Ancak bu ülkede, her şeye rağmen, gölgede bırakılamayacak kadar güzel yürekler, tarihin tozlu sayfalarına gömülemeyecek ya da başka meselelerle arada kaybolamayacak kadar büyük başarılar var. Ve ben, en önce bir kadın, daha sonra sinemaya gönül vermiş bir sinemasever olarak Merve Dizdar’ın başarısı ve yeteneğiyle gurur duyduğumu söylemek ve bize “ümidi” hatırlattığı için teşekkür etmek istiyorum. Atatürk’ün biz kadınlar için açtığı yolda, her kadının başarısı hepimizin övünç duyacağı bir kazanım olmalı. Birlikte, birbirimize destek olarak, kız kardeş gibi, mücadele etmeliyiz. Tıpkı Dizdar’ın dediği gibi...

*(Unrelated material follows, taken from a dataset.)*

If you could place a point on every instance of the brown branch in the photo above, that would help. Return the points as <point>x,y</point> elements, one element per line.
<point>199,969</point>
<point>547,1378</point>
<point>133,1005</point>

CANNES’DA ÖDÜL ALAN ‘EFSANELER’

Unutmadan; Merve Dizdar’ın, adını yazdırarak ölümsüzleştiği kategoride bakın hangi “efsane kadınlar” var: Cannes’da, 1946 yılında İlk En İyi Kadın Oyuncu Ödülü’nü alan Michele Morgan, Bette Davis, Jeanne Moreau, Sophie Loren, Susan Hayward, Giulietta Masina, Katharine Hepburn, Vanessa Redgrave, Shelley Duvall, Isabelle Huppert, Helen Mirren, Meryl Streep, Penelope Cruz, Juliette Binoche ve Julianne Moore ve daha pek çok değerli aktris...

MUBI’DEN BİR FİLM...

Son olarak geçen günlerde MUBI Türkiye’de gösterime giren Futura’dan söz etmekte fayda var. 2021 yılında, Cannes Film Festivali’nin Yönetmenlerin On Beş Günü (Quinzaine) bölümünde yer verilen belgesel, özünde çok yalın ancak bir o kadar etkili bir fikirle seyircisinin karşısına çıkıyor. İtalya’da COVID öncesi çekimlerine başlanan ancak verilen zorunlu ara ile pandemi sonrasını da öyküsüne eklemleyen filmin yönetmenleri Pietro Marcello, Francesco Munzi ve Alice Rohrwacher yollarda, farklı kentlerde karşılaştıkları gençlere gelecekleri hakkında ne düşündüklerini soruyorlar ve ortaya çarpıcı bir İtalya panoraması çıkıyor. Öyle ki İtalyan gençlerinin geleceklerine yönelik verdikleri cevaplar, Türkiye’de yaşayan pek çok gencin özdeşlik kurmasına olanak tanıyacak kadar paralellik barındırıyor, meselesi itibariyle bizler için de ilgi çekici bir yapıta dönüşüyor.

Özellikle şu diyalogla:

“Geleceğinizi nasıl görüyorsunuz?”

“İtalya’da kalmanın bana hiçbir faydası yok. Bu ülkenin bana verebileceği hiçbir şey yok.”